J’ai ici le genièvre et la châtaigne hérissée ; les fruits tombés sous les arbres jonchent partout la terre ; tout rit aujourd’hui. Mais si le bel Alexis s’en allait de ces montagnes, on verrait les fleuves eux-mêmes tarir.

THYRSIS.

Nos champs sont arides ; l’air embrasé fait mourir nos herbes altérées ; Bacchus lui-même envie à nos coteaux les pampres qui les ombrageaient : mais que ma Phyllis revienne, et tout le bois reverdira, (7, 60) et les cieux descendront en pluie féconde sur nos campagnes.

CORYDON.

Le peuplier est agréable à Hercule, la vigne à Bacchus, le myrte à la belle Vénus, le laurier à Apollon. Phyllis aime les coudriers : tant que Phyllis les aimera, le myrte ne l’emportera pas sur les coudriers, non plus que le laurier de Phébus.

THYRSIS.

Le frêne embellit nos forêts, le pin nos jardins, le peuplier les fleuves, le sapin les hautes montagnes : mais si tu viens, beau Lycidas, me voir plus souvent, le frêne dans nos forêts, le pin dans nos jardins, le céderont à toi.

MÉLIBÉE.

Je me souviens de ces vers, et que Thyrsis disputa vainement la victoire : (7, 70) et, depuis ce temps-là, Corydon est toujours pour moi sans égal.






ECLOGUE VIII.
LES ENCHANTEMENTS.


DAMON ET ALPHÉSIBÉE.

(8, 1) Je dirai les chants et le combat des bergers Damon et Alphésibée : la génisse charmée oublia pour les entendre l’herbe des prairies ; les lynx s’arrêtèrent, saisis de leurs accords ; les fleuves suspendirent leurs cours, et se reposèrent : je dirai les chants de Damon et d’Alphésibée.

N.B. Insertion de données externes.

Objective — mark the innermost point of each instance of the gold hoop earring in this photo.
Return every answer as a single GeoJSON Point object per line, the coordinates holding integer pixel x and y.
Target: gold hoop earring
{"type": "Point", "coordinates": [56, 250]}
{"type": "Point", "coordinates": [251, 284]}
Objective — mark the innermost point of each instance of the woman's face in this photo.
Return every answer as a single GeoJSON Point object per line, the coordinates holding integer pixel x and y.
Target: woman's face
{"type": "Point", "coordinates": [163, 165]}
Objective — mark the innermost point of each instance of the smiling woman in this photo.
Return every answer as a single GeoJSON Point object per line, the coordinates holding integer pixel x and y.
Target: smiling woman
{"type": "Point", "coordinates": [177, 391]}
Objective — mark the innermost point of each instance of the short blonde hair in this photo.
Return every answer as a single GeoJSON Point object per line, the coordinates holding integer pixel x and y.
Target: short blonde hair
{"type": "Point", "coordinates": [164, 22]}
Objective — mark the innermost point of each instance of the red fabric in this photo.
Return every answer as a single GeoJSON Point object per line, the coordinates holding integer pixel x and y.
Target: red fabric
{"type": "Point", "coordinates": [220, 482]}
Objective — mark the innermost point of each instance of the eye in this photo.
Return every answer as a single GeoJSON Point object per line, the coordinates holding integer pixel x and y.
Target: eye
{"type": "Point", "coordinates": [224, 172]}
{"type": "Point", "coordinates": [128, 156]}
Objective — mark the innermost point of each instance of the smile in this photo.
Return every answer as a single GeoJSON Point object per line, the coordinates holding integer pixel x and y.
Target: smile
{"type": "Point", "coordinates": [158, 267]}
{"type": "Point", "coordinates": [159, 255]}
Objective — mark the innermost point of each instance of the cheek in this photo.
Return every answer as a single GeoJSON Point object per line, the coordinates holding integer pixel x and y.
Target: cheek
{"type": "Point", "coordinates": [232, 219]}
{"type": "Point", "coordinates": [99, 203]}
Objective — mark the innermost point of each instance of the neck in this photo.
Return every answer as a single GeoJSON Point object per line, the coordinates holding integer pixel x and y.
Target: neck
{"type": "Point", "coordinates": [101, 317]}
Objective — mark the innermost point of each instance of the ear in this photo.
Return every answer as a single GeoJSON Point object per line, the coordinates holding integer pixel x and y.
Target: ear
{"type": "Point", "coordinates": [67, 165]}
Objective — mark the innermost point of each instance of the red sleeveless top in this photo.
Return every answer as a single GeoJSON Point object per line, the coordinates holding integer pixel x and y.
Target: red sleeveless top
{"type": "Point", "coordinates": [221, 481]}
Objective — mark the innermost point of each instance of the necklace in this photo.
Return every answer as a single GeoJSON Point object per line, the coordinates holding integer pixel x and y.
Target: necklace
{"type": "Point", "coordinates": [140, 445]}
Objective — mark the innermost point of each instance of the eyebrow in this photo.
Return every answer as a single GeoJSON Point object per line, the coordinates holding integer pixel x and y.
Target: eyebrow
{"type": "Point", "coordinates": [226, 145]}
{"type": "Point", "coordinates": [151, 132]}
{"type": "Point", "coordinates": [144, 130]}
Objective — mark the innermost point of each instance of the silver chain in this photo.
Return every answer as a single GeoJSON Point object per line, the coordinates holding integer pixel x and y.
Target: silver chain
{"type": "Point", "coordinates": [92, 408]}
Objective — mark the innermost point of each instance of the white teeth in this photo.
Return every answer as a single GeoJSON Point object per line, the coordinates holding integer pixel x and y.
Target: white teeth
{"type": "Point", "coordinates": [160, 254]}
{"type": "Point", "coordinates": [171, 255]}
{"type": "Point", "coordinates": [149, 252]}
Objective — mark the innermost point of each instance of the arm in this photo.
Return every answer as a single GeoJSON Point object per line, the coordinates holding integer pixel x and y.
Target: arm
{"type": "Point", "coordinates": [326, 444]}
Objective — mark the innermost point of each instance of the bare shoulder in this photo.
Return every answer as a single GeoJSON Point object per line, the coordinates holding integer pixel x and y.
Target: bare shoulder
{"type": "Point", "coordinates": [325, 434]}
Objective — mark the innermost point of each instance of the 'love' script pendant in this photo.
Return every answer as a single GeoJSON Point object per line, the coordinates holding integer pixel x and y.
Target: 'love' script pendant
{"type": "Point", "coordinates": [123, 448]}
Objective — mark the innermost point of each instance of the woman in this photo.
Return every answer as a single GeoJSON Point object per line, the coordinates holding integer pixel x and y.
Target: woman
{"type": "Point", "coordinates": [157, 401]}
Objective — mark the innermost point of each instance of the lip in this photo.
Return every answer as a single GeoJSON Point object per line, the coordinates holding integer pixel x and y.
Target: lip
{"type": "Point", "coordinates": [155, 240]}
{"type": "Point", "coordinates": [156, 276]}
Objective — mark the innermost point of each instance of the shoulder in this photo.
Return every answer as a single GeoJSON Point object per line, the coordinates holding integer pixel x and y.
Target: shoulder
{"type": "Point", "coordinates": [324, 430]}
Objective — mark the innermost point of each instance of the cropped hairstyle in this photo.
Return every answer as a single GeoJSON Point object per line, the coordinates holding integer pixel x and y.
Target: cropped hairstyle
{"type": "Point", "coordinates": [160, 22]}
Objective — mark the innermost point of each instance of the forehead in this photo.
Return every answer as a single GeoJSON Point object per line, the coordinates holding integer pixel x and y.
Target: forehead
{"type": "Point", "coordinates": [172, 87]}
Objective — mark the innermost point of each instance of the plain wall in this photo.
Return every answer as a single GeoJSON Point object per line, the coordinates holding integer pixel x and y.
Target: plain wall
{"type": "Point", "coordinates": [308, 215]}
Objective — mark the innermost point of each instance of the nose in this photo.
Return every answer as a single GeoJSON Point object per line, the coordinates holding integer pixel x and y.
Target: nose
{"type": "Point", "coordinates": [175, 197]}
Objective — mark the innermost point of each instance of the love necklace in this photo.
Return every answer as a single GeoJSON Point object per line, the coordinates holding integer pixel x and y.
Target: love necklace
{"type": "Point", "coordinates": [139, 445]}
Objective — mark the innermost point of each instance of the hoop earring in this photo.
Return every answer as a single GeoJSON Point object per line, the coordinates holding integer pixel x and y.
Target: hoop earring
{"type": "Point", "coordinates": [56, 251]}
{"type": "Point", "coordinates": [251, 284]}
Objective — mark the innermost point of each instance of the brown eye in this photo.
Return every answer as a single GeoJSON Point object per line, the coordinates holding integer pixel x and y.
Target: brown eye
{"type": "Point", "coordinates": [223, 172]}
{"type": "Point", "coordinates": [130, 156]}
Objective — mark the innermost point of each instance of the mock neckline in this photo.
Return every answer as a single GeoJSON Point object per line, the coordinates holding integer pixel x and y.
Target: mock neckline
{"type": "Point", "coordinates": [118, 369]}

Illustre Pollion, soit que tu franchisses déjà les rochers du Timave, soit que tu côtoyes les rivages de la mer Illyrienne, ne viendra-t-il jamais ce jour, où il me sera permis de chanter tes hauts faits ? Me sera-t-il jamais permis de répandre dans le monde entier (8, 10) tes vers, les seuls dignes du cothurne de Sophocle ? Ma muse a commencé par toi, par toi ma muse finira : reçois ces vers composés par ton ordre, et souffre que ce lierre s’enlace sur ton front avec les lauriers de la victoire.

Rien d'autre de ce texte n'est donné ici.